Sheila Bair.
Enlarge Gerald Herbert, file/AP Photo

Federal Deposit Insurance Corp Chairman Sheila Bair explains her agency's funding challenges to the media at an August 2009 news conference.

Sheila Bair.
Gerald Herbert, file/AP Photo

Federal Deposit Insurance Corp Chairman Sheila Bair explains her agency's funding challenges to the media at an August 2009 news conference.

The federal agency that insures that bank depositors don't lose their money when a bank becomes insolvent needs some financial assistance itself because of all the failed banks it's had to move in to clean up.

So the Federal Deposit Insurance Corp. is planning on asking banks to prepay their insurance premiums to the fund earlier than scheduled.

By doing so, the FDIC believes it can take in about $45 billion which should allow the agency to maintain the level of cash it will require to do step in and protect insured deposits through 2010. The FDIC wants to receive early the premiums due for this year's fourth quarter all the way through 2012.

According to FDIC officials, bank failures are expected to peak this year and next, so it projects it will need the money more in the near-term than further out. It even suggests that it might be able to reimburse premiums in the out-years so long as its projections hold.

 

There are other potential ways to raise the money but FDIC officials believe they have landed on the best one.

They're not keen on imposing a special assessment on banks that would come on top of the premiums since that could hurt industry earnings and make weak banks even weaker. As might be expected, the banking industry absolutely hated this idea.

Likewise, the FDIC wasn't thrilled with the idea of going to the Treasury Department since the agency's philosophy, shared by the industry, is that banks should support the insurance fund with their premiums.

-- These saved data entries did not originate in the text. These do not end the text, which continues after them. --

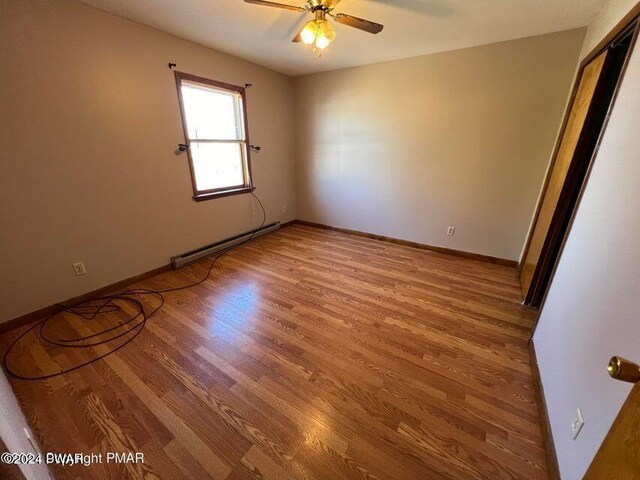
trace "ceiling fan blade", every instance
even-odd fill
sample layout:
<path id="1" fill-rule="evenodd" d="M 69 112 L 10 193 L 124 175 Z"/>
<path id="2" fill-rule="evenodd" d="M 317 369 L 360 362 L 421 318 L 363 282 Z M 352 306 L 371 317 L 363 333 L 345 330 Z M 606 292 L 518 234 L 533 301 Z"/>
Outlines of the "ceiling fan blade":
<path id="1" fill-rule="evenodd" d="M 296 7 L 295 5 L 286 5 L 284 3 L 267 2 L 267 0 L 244 0 L 245 3 L 252 3 L 254 5 L 262 5 L 263 7 L 282 8 L 283 10 L 291 10 L 294 12 L 305 12 L 303 7 Z"/>
<path id="2" fill-rule="evenodd" d="M 293 43 L 300 43 L 302 41 L 302 36 L 300 34 L 297 34 L 295 37 L 293 37 L 293 40 L 291 40 Z"/>
<path id="3" fill-rule="evenodd" d="M 338 23 L 373 34 L 380 33 L 384 28 L 384 25 L 380 25 L 379 23 L 371 22 L 364 18 L 354 17 L 353 15 L 346 15 L 344 13 L 338 13 L 333 18 Z"/>

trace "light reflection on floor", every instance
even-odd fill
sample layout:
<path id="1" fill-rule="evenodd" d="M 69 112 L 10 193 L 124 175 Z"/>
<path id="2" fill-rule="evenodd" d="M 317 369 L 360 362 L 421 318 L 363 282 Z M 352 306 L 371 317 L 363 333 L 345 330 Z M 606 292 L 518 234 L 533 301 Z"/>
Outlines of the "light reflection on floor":
<path id="1" fill-rule="evenodd" d="M 262 300 L 260 286 L 255 282 L 235 282 L 220 288 L 211 297 L 207 316 L 212 320 L 209 331 L 229 342 L 242 336 L 241 330 L 255 319 L 257 306 Z M 224 322 L 217 321 L 224 319 Z M 238 324 L 238 329 L 229 324 Z"/>

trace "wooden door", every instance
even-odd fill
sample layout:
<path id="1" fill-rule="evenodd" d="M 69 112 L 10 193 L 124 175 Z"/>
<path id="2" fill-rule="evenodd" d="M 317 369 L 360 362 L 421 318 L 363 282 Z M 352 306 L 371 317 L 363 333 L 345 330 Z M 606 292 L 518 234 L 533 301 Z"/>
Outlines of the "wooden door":
<path id="1" fill-rule="evenodd" d="M 613 361 L 613 359 L 612 359 Z M 583 480 L 640 478 L 640 368 L 627 365 L 636 381 Z M 635 376 L 633 370 L 635 368 Z M 611 369 L 610 369 L 611 372 Z"/>
<path id="2" fill-rule="evenodd" d="M 553 215 L 558 206 L 558 199 L 567 178 L 567 172 L 574 158 L 576 147 L 583 132 L 589 108 L 594 98 L 594 93 L 601 81 L 608 50 L 594 58 L 582 70 L 582 77 L 576 91 L 569 118 L 567 120 L 562 140 L 556 153 L 551 172 L 547 180 L 540 209 L 536 217 L 529 245 L 525 254 L 520 272 L 520 284 L 522 298 L 527 298 L 531 287 L 534 272 L 540 260 L 544 242 L 549 234 Z"/>

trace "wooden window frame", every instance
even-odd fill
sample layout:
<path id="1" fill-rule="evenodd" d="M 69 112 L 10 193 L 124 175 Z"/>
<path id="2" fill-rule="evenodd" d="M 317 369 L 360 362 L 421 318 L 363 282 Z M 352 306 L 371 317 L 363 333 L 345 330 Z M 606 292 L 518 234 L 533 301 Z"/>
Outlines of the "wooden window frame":
<path id="1" fill-rule="evenodd" d="M 253 177 L 251 174 L 251 144 L 249 142 L 249 122 L 247 120 L 247 96 L 244 87 L 237 85 L 231 85 L 229 83 L 219 82 L 217 80 L 211 80 L 209 78 L 198 77 L 185 72 L 175 72 L 176 88 L 178 90 L 178 103 L 180 105 L 180 115 L 182 117 L 182 129 L 184 132 L 185 144 L 189 146 L 187 148 L 187 156 L 189 158 L 189 172 L 191 174 L 191 186 L 193 188 L 193 199 L 196 202 L 204 200 L 212 200 L 214 198 L 228 197 L 230 195 L 241 195 L 243 193 L 251 193 L 255 190 L 253 186 Z M 236 92 L 240 94 L 242 100 L 242 121 L 244 127 L 244 151 L 243 153 L 243 177 L 244 183 L 242 185 L 232 185 L 228 187 L 214 188 L 209 190 L 198 190 L 196 183 L 196 173 L 193 166 L 193 157 L 191 155 L 191 144 L 189 140 L 189 129 L 187 127 L 187 116 L 184 109 L 184 101 L 182 98 L 182 82 L 193 82 L 201 85 L 215 87 L 222 90 L 228 90 L 230 92 Z"/>

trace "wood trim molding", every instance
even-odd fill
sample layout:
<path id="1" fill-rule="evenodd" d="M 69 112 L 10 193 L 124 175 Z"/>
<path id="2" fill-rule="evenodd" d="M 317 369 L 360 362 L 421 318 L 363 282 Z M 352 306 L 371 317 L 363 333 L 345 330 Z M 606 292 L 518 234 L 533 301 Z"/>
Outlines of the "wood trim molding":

So that left the pre-payment idea, of which the industry group, the American Bankers Association, approves.

A snippet of a statement by James Chessen, ABA's chief economist:

"The pre-paid assessments represent money that the FDIC expects to receive from banks anyway over the next several years, but having the cash on hand sooner rather than later provides more flexibility for dealing with any contingencies over the foreseeable future. The bottom line is that customer deposits remain safe in banks and the FDIC has the resources needed to meet its responsibilities.

"This year banks will pay nearly $17 billion in premiums — including the large $5.6 billion special assessment paid in the second quarter. Another special assessment would likely do more harm than good as it would directly reduce bank income, hinder capital growth, and make lending much more difficult. At this critical time, when the economy is just beginning its recovery, looking to options that are less pro-cyclical and that spread the cost over time is the right policy."